Repository Standards

If you are creating a new repository to host code, please use the template-public-code template. It’ll get you started with most of these standards. All repositories in USDR's GitHub organization should have:

  • README.md file, identifying the purpose of the software and its creators, linking to documentation, providing screenshots (if relevant), a link to an example instance of the software (if relevant), a link to API documentation (if relevant), and a link to the license file. If the software is the work of an organization, also provide a link back to a page on that organization’s website to demonstrate the software’s provenance.

  • LICENSE file, specifying the full licensing terms.

  • CODE_OF_CONDUCT.md file, defining the standards for the community, per GitHub’s specs. USDR-originated projects should use the Contributor Covenant.

  • CONTRIBUTING.md file, describing how to contribute to the project (if, indeed, contributions are welcome). It should make clear that all contributors’ work, when incorporated, will be released under the repo's license.

Documentation

All dependencies must be listed and the licenses documented. (This can be done in the form of a machine-readable manifest, e.g. package.json, requirements.txt, composer.json, etc.) Major functionality in the software/source code must be documented. Individual methods should be documented inline using comments that permit the use of documentation-generation tools, such as JSDoc.

Make sure to document external services the software depends on as well, e.g. public or private APIs, error tracking services like Sentry, metrics tools like DataDog, etc.

The README.md file should provide (or link to) step-by-step instructions for running the software locally, and likewise provide step-by-step instructions for deploying to a production or hosted environment. When relevant, infrastructure should be defined as code, e.g. Render.yaml, Terraform, or Kubernetes YAML specs.

Commits

Commit messages should contain:

  1. A single line summary of the change.
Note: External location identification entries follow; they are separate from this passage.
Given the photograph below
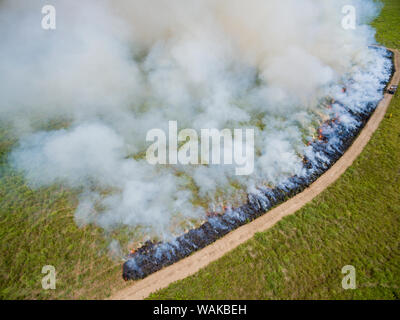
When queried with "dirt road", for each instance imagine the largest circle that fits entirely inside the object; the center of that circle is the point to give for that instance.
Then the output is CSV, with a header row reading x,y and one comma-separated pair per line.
x,y
200,259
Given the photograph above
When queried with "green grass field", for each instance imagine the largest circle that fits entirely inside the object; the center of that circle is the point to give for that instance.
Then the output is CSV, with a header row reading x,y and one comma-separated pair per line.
x,y
356,221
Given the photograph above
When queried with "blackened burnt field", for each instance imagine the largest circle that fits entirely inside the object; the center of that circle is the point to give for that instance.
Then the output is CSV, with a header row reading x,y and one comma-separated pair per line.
x,y
333,140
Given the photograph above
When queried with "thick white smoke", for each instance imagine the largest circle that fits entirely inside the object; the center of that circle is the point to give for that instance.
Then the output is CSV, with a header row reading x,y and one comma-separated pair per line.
x,y
115,69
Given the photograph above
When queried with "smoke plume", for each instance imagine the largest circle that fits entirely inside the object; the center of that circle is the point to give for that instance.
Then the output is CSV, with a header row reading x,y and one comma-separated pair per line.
x,y
112,70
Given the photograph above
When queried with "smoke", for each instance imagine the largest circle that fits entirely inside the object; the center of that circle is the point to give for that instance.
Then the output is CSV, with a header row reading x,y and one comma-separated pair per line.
x,y
115,69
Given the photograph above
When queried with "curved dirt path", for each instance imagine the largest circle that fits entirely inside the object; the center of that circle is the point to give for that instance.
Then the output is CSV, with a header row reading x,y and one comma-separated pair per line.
x,y
190,265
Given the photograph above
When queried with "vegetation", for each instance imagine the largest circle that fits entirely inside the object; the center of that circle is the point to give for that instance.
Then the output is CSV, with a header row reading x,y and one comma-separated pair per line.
x,y
355,222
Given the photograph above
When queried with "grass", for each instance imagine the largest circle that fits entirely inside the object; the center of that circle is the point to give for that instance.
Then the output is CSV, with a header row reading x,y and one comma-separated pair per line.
x,y
355,222
37,228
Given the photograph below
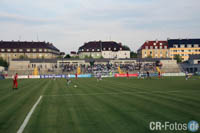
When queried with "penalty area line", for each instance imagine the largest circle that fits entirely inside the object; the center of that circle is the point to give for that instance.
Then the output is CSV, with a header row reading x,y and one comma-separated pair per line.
x,y
121,93
22,127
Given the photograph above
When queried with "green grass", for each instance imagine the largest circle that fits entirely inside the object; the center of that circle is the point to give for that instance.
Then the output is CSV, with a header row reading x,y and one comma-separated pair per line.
x,y
113,105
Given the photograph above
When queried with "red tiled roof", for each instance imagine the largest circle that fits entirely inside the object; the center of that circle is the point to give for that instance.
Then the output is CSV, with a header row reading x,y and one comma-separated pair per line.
x,y
154,44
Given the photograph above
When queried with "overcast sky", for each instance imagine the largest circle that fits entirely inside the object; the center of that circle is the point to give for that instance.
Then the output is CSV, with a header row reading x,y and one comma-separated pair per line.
x,y
70,23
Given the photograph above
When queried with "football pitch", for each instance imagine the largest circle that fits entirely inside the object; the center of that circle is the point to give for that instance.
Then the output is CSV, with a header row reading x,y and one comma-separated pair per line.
x,y
113,105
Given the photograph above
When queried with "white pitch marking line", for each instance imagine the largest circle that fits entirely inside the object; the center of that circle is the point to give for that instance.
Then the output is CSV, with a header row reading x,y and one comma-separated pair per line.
x,y
118,93
21,129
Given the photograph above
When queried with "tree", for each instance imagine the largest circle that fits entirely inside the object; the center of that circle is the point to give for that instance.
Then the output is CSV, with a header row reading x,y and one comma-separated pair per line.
x,y
3,62
67,56
133,54
178,58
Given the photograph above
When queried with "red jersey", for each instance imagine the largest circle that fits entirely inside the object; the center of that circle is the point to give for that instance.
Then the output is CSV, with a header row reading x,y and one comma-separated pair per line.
x,y
15,78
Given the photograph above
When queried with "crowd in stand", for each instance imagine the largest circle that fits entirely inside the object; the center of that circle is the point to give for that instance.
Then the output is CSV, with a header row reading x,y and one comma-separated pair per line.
x,y
108,67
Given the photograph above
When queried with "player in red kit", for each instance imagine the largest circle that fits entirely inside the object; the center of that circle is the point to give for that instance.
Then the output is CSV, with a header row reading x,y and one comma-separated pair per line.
x,y
15,84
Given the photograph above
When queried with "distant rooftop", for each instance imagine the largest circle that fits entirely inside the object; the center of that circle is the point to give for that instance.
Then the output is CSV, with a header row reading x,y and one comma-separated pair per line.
x,y
27,44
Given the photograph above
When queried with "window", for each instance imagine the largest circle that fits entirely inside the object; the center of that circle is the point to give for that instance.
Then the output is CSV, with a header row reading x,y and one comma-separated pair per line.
x,y
175,46
182,46
34,50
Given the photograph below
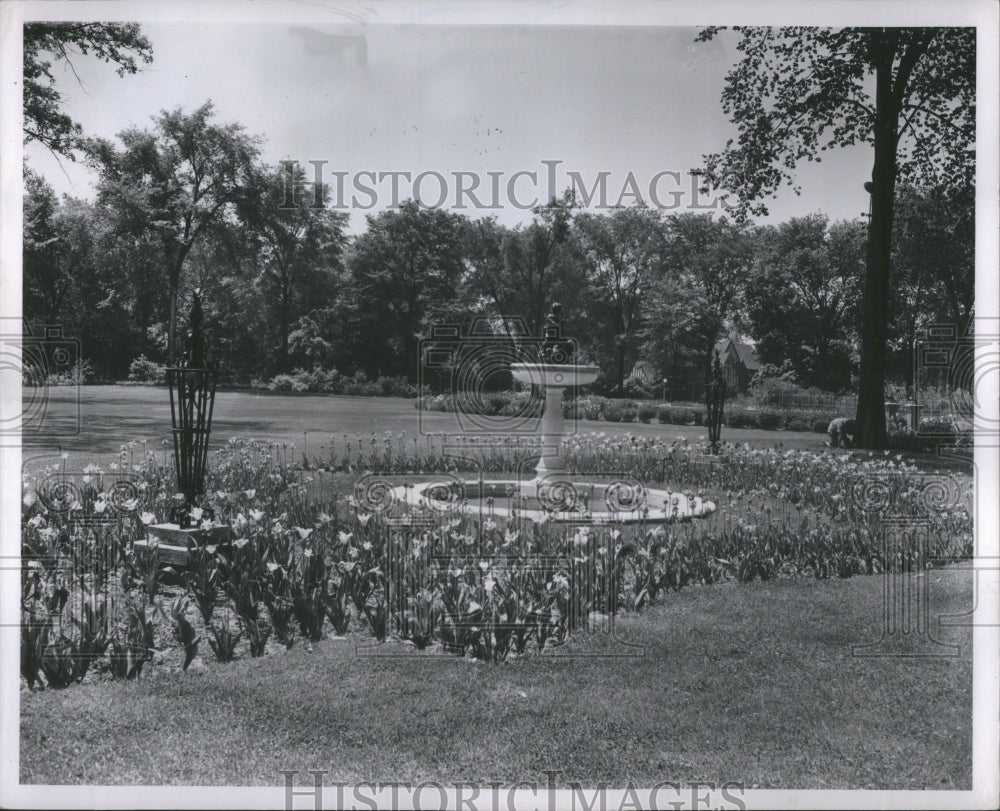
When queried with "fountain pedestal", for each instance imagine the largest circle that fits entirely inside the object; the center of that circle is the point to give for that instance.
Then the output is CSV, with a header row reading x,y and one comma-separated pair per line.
x,y
554,379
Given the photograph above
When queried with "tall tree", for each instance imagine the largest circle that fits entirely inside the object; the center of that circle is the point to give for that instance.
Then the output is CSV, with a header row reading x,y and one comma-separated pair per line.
x,y
908,92
624,250
45,121
520,272
175,182
710,259
405,273
803,297
933,267
300,250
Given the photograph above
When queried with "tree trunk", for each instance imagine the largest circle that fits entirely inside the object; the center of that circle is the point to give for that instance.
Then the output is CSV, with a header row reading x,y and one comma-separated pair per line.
x,y
870,415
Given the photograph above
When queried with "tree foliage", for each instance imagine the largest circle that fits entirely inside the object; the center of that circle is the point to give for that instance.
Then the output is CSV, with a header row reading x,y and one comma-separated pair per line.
x,y
174,183
796,92
48,44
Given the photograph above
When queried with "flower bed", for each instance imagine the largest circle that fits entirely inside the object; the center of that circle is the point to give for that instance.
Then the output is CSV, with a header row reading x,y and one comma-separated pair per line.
x,y
313,555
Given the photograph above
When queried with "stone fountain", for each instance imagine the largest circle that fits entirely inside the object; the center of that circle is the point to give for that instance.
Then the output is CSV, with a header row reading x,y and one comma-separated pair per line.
x,y
553,494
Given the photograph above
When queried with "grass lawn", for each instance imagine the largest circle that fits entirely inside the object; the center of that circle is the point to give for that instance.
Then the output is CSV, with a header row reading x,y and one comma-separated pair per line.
x,y
90,423
753,683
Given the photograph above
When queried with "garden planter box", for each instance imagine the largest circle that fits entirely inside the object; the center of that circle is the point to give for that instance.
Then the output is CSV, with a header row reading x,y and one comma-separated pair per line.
x,y
175,544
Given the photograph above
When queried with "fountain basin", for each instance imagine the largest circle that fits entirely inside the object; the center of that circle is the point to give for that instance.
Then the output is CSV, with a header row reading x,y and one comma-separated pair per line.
x,y
552,375
561,500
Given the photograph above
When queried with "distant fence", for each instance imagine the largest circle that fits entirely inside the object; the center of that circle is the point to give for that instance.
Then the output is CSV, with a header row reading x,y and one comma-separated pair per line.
x,y
828,404
932,403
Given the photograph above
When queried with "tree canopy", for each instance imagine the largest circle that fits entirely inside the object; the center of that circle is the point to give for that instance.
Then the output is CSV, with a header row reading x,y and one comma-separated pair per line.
x,y
47,44
797,92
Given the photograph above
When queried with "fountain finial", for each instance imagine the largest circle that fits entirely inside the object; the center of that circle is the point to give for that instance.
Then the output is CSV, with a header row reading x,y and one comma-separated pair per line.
x,y
555,349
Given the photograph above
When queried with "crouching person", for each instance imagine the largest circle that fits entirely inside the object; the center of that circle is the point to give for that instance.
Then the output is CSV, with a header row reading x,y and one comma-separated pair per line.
x,y
841,433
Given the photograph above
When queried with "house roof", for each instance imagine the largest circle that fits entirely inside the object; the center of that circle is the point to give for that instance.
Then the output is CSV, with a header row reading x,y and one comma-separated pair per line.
x,y
745,353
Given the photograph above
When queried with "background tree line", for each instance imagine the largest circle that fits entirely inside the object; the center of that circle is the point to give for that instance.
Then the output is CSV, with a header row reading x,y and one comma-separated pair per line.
x,y
189,203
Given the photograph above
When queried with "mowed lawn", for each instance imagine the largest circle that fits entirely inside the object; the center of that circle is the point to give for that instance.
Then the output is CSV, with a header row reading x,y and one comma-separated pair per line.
x,y
749,683
92,422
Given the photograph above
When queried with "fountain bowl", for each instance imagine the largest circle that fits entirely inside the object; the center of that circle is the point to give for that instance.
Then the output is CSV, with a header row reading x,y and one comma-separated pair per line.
x,y
552,375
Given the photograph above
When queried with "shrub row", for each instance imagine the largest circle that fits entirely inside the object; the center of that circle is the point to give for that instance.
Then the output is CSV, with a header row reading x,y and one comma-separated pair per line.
x,y
332,382
607,409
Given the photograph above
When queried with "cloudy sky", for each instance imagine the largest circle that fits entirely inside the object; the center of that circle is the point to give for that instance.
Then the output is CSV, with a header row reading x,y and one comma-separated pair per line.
x,y
437,98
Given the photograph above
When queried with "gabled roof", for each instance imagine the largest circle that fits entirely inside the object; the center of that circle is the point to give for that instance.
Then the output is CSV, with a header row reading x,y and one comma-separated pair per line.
x,y
745,353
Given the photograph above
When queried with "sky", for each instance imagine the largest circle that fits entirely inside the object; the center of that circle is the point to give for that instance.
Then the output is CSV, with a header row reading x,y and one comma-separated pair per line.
x,y
627,101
Imagine some future engineer is skimming down a list of commits; will your summary tell them enough to decide whether they need to read it in detail?

  2. A description that includes, at least, the goal (the "why" not "what") of the change. Depending on complexity you might also include a description of how it works, alternative approaches that were rejected, benchmarks etc.

Code Review and Automated Testing

Code review ensures we don’t have a single point of failure, have a shared understanding of how our systems work, and maintain a consistent level of quality across the codebase. All software commits should be reviewed by another engineer, e.g via a pull request. Given the time sensitivity of our work, responding to assigned reviews should be everyone’s top priority (i.e., review first, do your own work second).

Security review and threat modeling ensures that we consider all of the security risks that an application may face. Before going live with a project, please reach out in the #questions-security Slack channel to request review of your project.

Automated testing ensures we can move fast with safety. However, effective testing is a substantial time commitment that needs to be weighed against our need to ship as fast as possible. Use good judgment here, and consider a) the consequences of something failing, b) how fragile it’s likely to be, and c) how much time investment is needed to correctly test the component.